Sant Gnyaanadev (1275-1296), een grote wijze uit de Maharaashtra, schreef op zijn veertiende zijn beroemde commentaar op de Gietaa

Shrie Bhagavaan zei:

1. Hij die de plicht vervult waartoe hij gehouden is, onafhankelijk van de vruchten van handeling, is een verzaker (sannyaasie) en een Yogi, niet hij die zonder vuur en zonder handeling is.

Een Karma Yogi en een sannyaasin zijn schijnbaar twee, maar in wezen zijn ze één. Je kunt ze als verschillend zien, maar denk na en je zult zien dat ze één zijn. Het verschijnen van twee namen terzijde latend, ligt Karma Yoga, het pad van handeling, aan de basis van het pad van verzaking en gezien vanuit het standpunt van het Brahman is er geen verschil tussen beide. Men kan één en dezelfde persoon aanspreken met verschillende namen, men kan een bestemming bereiken langs verscheidene wegen of hetzelfde water kan verschillende kruiken vullen, zo is het verschil tussen Yoga en Verzaking er slechts een in naam en niet in werkelijkheid. Hij is een Yogi, O Arjoena, volgens de algemene norm, die handelingen stelt en die toch niet gehecht is aan de vrucht van handeling. Brengt de aarde uit zichzelf geen bomen en andere planten voort zonder er enige vrucht of zaad van te verwachten?
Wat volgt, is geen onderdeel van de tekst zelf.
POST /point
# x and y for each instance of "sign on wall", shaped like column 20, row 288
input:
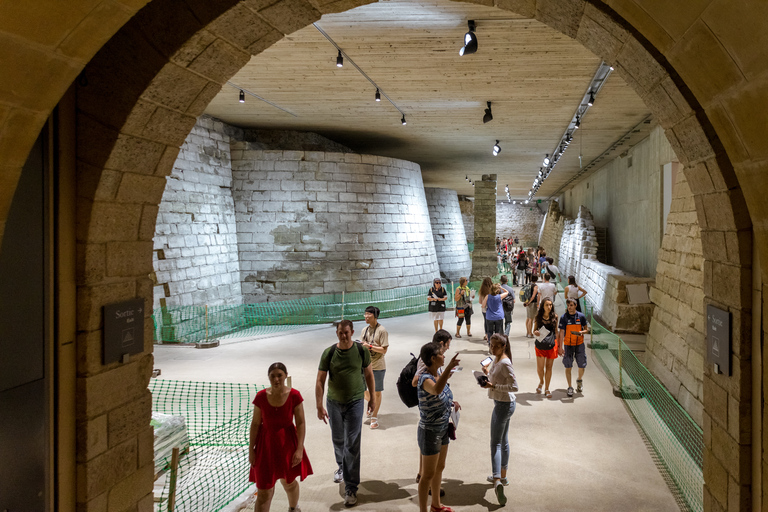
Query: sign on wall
column 123, row 330
column 719, row 339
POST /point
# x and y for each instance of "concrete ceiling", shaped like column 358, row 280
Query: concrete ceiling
column 535, row 77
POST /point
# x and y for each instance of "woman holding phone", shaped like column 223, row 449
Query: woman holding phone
column 435, row 404
column 501, row 386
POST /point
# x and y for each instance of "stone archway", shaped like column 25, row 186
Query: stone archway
column 135, row 112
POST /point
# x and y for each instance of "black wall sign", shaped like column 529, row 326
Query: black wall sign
column 123, row 329
column 719, row 339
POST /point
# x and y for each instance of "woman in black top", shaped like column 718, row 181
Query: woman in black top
column 437, row 297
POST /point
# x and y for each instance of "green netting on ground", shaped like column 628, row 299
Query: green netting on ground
column 218, row 418
column 676, row 439
column 194, row 324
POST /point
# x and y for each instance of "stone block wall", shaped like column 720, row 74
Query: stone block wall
column 676, row 344
column 484, row 255
column 448, row 233
column 521, row 221
column 467, row 207
column 313, row 222
column 195, row 244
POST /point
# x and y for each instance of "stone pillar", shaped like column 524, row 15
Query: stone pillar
column 484, row 255
column 448, row 233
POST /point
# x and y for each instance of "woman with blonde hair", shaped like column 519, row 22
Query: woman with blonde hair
column 546, row 346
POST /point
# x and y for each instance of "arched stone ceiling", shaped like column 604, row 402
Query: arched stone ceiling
column 534, row 75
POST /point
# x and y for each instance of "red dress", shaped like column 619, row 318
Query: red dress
column 276, row 443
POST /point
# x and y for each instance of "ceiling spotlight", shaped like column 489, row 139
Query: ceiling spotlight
column 470, row 40
column 488, row 114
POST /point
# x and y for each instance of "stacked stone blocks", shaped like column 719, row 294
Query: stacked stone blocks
column 195, row 243
column 676, row 341
column 519, row 221
column 448, row 233
column 313, row 222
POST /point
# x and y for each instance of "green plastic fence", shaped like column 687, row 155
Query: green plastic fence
column 218, row 416
column 195, row 324
column 674, row 436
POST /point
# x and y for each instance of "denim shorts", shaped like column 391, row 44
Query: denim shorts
column 431, row 441
column 378, row 379
column 575, row 351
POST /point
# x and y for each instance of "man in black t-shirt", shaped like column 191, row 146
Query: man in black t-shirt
column 437, row 297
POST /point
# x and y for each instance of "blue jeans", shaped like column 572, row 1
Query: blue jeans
column 502, row 412
column 346, row 422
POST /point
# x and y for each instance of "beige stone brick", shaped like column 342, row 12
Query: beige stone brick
column 92, row 438
column 130, row 419
column 128, row 492
column 288, row 16
column 104, row 471
column 715, row 476
column 101, row 393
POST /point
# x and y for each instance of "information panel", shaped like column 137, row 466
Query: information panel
column 719, row 339
column 123, row 329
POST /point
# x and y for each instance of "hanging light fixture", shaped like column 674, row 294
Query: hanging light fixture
column 488, row 114
column 470, row 40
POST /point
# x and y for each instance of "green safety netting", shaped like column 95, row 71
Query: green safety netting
column 195, row 324
column 674, row 436
column 214, row 469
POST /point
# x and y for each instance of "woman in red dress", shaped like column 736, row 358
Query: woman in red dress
column 276, row 449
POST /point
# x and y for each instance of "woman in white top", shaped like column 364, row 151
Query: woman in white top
column 501, row 386
column 575, row 292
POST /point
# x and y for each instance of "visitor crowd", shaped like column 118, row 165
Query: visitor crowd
column 355, row 374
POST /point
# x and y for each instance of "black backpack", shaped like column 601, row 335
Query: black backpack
column 408, row 393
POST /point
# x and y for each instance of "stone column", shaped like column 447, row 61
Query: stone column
column 484, row 255
column 448, row 233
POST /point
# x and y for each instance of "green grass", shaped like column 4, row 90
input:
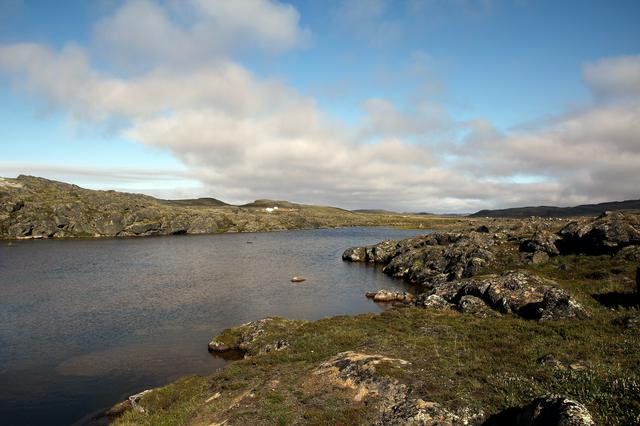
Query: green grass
column 456, row 360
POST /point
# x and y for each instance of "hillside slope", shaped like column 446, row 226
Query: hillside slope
column 551, row 211
column 33, row 207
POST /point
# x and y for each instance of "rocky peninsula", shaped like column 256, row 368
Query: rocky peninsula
column 505, row 322
column 35, row 208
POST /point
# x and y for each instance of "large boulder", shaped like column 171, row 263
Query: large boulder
column 542, row 241
column 429, row 259
column 255, row 337
column 606, row 234
column 391, row 296
column 378, row 253
column 518, row 293
column 547, row 410
column 370, row 379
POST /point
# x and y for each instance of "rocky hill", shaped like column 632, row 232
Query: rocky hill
column 515, row 322
column 550, row 211
column 33, row 207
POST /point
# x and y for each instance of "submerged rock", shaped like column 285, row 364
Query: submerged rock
column 475, row 306
column 518, row 293
column 429, row 259
column 255, row 337
column 391, row 296
column 547, row 410
column 369, row 379
column 541, row 241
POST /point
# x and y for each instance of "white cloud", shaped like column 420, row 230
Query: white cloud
column 245, row 137
column 614, row 78
column 143, row 32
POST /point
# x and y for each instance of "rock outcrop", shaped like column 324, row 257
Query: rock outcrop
column 367, row 376
column 34, row 208
column 607, row 234
column 517, row 293
column 254, row 337
column 391, row 296
column 547, row 410
column 429, row 259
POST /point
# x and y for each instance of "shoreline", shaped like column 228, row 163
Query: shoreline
column 503, row 353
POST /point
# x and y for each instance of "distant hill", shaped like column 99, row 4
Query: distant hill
column 272, row 203
column 34, row 207
column 196, row 202
column 374, row 211
column 550, row 211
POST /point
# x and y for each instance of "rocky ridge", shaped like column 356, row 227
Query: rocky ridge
column 34, row 208
column 442, row 265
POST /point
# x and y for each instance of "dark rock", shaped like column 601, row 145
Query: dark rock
column 429, row 259
column 548, row 410
column 255, row 337
column 519, row 293
column 111, row 225
column 630, row 253
column 144, row 228
column 555, row 410
column 433, row 301
column 541, row 241
column 13, row 206
column 607, row 234
column 549, row 360
column 428, row 413
column 536, row 258
column 379, row 253
column 391, row 296
column 630, row 322
column 475, row 306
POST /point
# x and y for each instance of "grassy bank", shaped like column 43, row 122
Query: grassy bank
column 455, row 359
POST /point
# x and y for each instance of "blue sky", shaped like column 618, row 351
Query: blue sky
column 411, row 105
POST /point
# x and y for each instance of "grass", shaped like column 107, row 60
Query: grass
column 456, row 360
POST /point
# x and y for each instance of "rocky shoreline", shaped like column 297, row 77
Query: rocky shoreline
column 37, row 208
column 508, row 324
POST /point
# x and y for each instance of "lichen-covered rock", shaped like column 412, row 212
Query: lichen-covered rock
column 519, row 293
column 535, row 258
column 541, row 241
column 255, row 337
column 429, row 259
column 555, row 410
column 547, row 410
column 360, row 372
column 367, row 377
column 426, row 413
column 606, row 234
column 475, row 306
column 32, row 207
column 378, row 253
column 391, row 296
column 433, row 301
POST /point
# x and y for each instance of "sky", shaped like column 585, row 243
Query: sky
column 408, row 105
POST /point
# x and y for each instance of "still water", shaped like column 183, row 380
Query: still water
column 84, row 323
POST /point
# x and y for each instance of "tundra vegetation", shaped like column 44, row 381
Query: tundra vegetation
column 508, row 322
column 504, row 321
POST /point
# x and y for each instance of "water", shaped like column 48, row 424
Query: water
column 84, row 323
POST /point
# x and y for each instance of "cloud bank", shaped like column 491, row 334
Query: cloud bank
column 173, row 83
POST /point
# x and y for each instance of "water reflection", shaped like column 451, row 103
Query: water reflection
column 84, row 323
Dat is de manier waarop de Yogi handelt, geworteld in zijn visie van het Zelf, volgens zijn eigen plaats in het leven en op de juiste tijd. Hij is ook vrij van zelfzuchtige liefde voor zijn persoon en hij laat geen gehechtheid aan de vrucht van handelingen toe. Hij laat zelfs niet toe dat ze zijn geest aanraken. Hij alleen is in waarheid een groot Yogi. Als hij de essentie van Yoga niet vatte en toch alle handelingen verzaakte, ook bij gelegenheid in het geloof dat ze hem binden, en als hij tegelijkertijd toch geketend raakt in andere handelingen, dan is dat zoals de ene deklaag wegwassen met een andere. Wie op zo'n perverse manier handelt, is gehandicapt voor niets: iedereen gaat al gebukt onder wereldse plichten en in plaats van zijn plicht goed te doen, haast hij zich een nieuwe last op zijn schouders te laden in de vorm van verzaking. Daarom is het gelijkmoedige handelen, zonder de eredienst van het offervuur op te geven of zonder de door Schriften voorgeschreven handelingen af te zweren, op zichzelf het pad dat naar geluk leidt.
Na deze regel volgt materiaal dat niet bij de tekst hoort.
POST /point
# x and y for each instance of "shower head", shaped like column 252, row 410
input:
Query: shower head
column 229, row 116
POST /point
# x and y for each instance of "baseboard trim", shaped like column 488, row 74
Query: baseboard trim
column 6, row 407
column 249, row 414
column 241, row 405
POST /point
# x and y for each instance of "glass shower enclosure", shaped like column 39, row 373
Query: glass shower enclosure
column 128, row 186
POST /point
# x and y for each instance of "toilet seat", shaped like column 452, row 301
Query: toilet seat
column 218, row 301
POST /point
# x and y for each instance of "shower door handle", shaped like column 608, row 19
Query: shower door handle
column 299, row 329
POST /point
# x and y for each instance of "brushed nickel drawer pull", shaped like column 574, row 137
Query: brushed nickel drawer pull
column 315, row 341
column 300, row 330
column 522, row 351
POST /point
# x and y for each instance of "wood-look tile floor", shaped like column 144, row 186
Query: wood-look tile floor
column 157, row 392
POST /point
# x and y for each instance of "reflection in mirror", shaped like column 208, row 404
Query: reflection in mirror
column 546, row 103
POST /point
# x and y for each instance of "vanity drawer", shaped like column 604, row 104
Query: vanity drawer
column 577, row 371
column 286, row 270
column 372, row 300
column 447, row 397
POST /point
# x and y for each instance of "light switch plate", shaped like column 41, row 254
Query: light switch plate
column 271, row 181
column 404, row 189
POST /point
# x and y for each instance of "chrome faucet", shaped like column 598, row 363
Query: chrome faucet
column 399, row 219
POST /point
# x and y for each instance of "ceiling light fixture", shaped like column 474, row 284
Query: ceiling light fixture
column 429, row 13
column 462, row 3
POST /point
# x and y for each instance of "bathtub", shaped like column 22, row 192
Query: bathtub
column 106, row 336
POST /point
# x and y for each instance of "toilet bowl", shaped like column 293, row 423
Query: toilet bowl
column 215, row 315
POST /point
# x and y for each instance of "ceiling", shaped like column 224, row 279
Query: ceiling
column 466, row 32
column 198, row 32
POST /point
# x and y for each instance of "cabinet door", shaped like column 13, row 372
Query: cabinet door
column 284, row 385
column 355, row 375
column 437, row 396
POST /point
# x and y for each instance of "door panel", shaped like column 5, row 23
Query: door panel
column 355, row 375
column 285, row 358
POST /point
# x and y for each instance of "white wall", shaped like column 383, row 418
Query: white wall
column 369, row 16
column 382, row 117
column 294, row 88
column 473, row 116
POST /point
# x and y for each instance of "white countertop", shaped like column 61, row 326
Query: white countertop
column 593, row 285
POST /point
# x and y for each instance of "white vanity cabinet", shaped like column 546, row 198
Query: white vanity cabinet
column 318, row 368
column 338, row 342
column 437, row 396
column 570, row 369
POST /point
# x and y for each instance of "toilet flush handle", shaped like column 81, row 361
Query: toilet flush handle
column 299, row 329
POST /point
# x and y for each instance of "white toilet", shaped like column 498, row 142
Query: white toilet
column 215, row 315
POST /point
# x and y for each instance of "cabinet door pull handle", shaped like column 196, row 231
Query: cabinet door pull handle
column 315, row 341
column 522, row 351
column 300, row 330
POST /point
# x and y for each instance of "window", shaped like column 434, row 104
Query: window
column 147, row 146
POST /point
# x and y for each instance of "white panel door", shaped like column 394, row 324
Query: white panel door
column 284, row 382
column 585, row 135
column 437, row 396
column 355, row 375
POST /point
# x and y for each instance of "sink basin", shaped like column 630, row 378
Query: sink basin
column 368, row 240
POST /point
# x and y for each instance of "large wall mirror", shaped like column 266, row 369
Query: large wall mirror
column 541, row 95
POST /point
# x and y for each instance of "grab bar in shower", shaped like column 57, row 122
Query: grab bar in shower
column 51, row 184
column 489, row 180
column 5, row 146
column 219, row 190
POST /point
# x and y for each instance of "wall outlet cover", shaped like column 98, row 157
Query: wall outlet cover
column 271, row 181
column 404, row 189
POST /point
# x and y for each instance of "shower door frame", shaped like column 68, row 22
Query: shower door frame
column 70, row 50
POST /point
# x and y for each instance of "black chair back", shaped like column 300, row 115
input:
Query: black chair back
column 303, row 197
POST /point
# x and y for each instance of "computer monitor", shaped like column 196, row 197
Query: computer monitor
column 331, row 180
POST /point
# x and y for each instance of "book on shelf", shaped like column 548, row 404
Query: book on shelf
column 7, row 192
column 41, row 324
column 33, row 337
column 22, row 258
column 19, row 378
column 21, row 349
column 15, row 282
2. Weet dat wat aldus verzaking (sannyaasa) wordt genoemd Yoga is, O Paandava; niemand die aan gedachten (sankalpa) niet heeft verzaakt, wordt waarlijk een Yogi.

Wie gewoonlijk wordt aangeduid als een sannyaasin (verzaker) is, O Arjoena, ook een Yogi. De vlag van de eenheid van de twee paden werd gehesen door verschillende Schriften en deze wijzen en zieners kennen eveneens uit eigen ervaring de waarheid dat gelijkmoedige handeling en het Yogapad juist beginnen waar de draden van de denkbeeldige begeerten en inbeeldingen worden doorgesneden door te verzaken terwijl handelingen worden gesteld.
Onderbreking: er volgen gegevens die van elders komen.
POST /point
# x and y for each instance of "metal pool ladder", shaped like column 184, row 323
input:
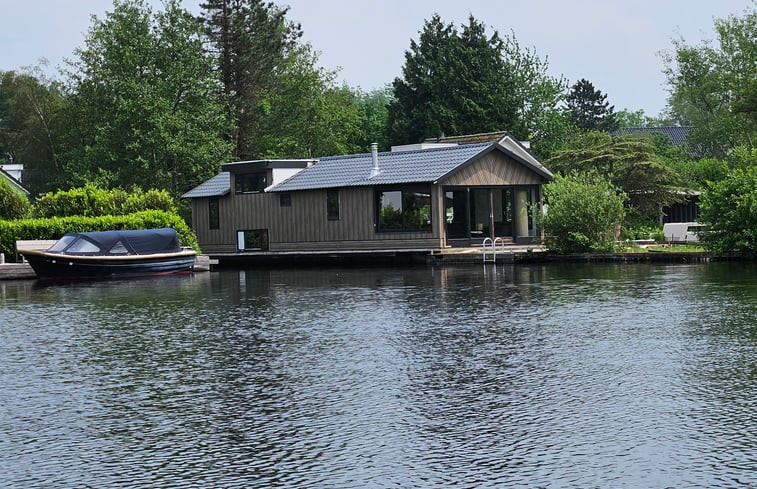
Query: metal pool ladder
column 493, row 244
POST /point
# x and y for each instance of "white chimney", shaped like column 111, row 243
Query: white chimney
column 374, row 156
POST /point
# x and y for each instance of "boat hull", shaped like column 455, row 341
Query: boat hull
column 49, row 266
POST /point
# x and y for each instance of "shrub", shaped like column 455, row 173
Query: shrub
column 13, row 204
column 55, row 227
column 584, row 212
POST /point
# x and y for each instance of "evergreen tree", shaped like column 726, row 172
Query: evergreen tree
column 453, row 83
column 589, row 108
column 249, row 40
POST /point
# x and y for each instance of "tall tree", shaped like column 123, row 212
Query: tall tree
column 373, row 111
column 452, row 83
column 589, row 108
column 249, row 40
column 144, row 106
column 31, row 107
column 465, row 81
column 714, row 87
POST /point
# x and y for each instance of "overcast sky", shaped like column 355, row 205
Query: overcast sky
column 613, row 44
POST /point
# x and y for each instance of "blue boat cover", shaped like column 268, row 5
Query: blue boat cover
column 110, row 243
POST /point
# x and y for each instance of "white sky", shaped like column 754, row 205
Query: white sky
column 612, row 43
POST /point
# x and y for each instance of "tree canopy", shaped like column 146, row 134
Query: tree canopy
column 630, row 162
column 30, row 126
column 143, row 105
column 589, row 109
column 585, row 212
column 465, row 81
column 249, row 40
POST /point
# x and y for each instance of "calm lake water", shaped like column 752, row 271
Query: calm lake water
column 609, row 376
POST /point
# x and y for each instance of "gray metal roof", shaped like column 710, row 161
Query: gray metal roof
column 215, row 187
column 402, row 167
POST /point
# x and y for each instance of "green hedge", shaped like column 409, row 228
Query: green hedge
column 55, row 227
column 92, row 200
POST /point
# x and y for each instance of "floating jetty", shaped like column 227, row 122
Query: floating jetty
column 21, row 271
3. Voor de wijze die tot (de staat van) Yoga wil opklimmen, wordt handeling (karma) het middel (kaaranam) genoemd. Voor degene die in de staat van Yoga verblijft (Yogaroedha: degene die rijdt op Yoga) wordt inactie (shama) het middel genoemd.

Begeert men de top van de berg van het Yogapad te bereiken dan mag men de treden op het pad van handeling niet negeren. Met behulp van deze treden moet hij zijn weg vervolgen op het voetpad van Yogahoudingen langs de voet van de berg in de vorm van zelfbeheersing en een allesomvattend meesterschap over zichzelf. Hij moet dan de steile rotswand in de vorm van het regelen van de adem beklimmen. Daar wordt hij geconfronteerd met een nog steilere rotswand in de vorm van het terugtrekken van de zinnen van hun voorwerpen, die zo glibberig is dat zelfs het intellect er geen vaste voet krijgt. Zelfs Hatha Yogis verliezen hier hun evenwicht en storten neer. Maar door voortdurende studie en oefening krijgen de nagels een greep op de overhangende weg van de beheersing van de zinnen en op deze manier kan de wijde ruimte in de vorm van het overstijgen van de geest worden overgestoken, over het plateau in de vorm van de adem. Dezelfde ruimte moet worden overgestoken tot het punt van diepe en abstracte meditatie wordt bereikt. Hier eindigt die weg en ook houdt het zich vastklampen aan handelingen op, aangezien het doel en de middelen hier elkaar ontmoeten in een omhelzing en één worden in vorm. Hier eindigt alle spreken over een volgende te nemen stap, terwijl voorbije herinneringen worden uitgewist en de Yogi vaststaat op de heldere en effen grond van de verrukte concentratie van spirituele meditatie. Ik zal je nu de kenmerken beschrijven van degene die de hoogste staat heeft bereikt door de verrukte concentratie van spirituele meditatie met deze middelen. Luister ernaar.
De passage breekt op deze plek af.